Por supuesto, la nueva película de Carlos Marqués-Marcet llega con un espeso halo de reivindicación y protesta que resulta casi imposible de obviar. No podía ser de otro modo, tratándose de la puesta en pantalla del asesinato ideológico de un joven antifascista-independentista valenciano. Afortunadamente, la película no se conforma con ello. De hecho, en el preestreno donde tuve ocasión de verla, uno de los guionistas señaló que no habían hecho una película activista. Pero el caso es que la idea original del proyecto nació (según sus propias palabras) como respuesta a las detenciones de Jordi Sánchez y Jordi Cuixart, el mismo 17 de octubre de 2017. En tales circunstancias, resulta difícil no pensar que la condición activista del producto va implícita en su propia gestación. De ahí que, minutos después, el mismo guionista matizara sus palabras señalando su firme intención de huir del panfleto. Si me entretengo en estos detalles es porque me parece importante señalar el esfuerzo que esconde La mort de Guillem en hacer converger protesta y cine de forma harmoniosa. No debe de ser fácil.

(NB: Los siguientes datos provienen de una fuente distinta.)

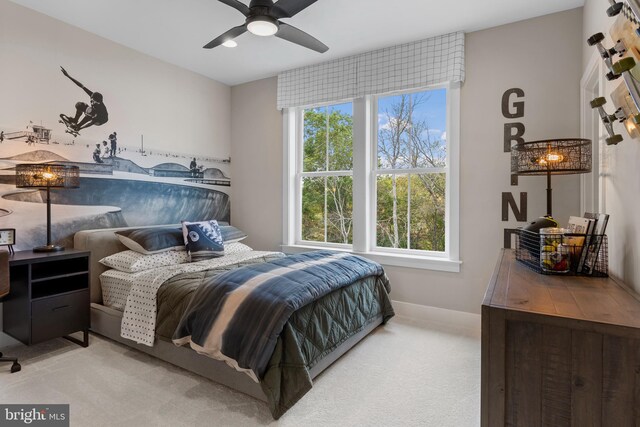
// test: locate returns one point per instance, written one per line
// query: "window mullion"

Es de justicia empezar diciendo que la película sale victoriosa de la batalla. Una vez superada la torpeza del prólogo (a todas luces innecesario) y aceptado el inevitable formato televisivo que asoma en algunas secuencias, todo fluye con naturalidad. Guionistas y director consiguen la dura proeza de condenar, compadecer y denunciar sin sermonear, edulcorar ni sentenciar. Nada resulta exagerado en La mort de Guillem. Los personajes caminan solos, su personalidad va construyéndose gracias a las sutiles acciones que ellos mismos parecen conducir. Y es que, a pesar de la gravedad de los hechos, la acción avanza con cuidado, sin escabro ni grandilocuencia. De hecho, esta es una de las pocas veces en que una película rodada íntegramente en catalán consigue deshacerse por completo de aquellos dejes teatrales tan desagradablemente reconocibles en (casi) cualquier producción de TV3. También da buen resultado la decisión de alejarse de la cámara en mano y del montaje picado que caracterizaron los primeros trabajos de Marqués-Marcet, para trabajar con encuadres estáticos, iluminados en sugerentes claroscuros.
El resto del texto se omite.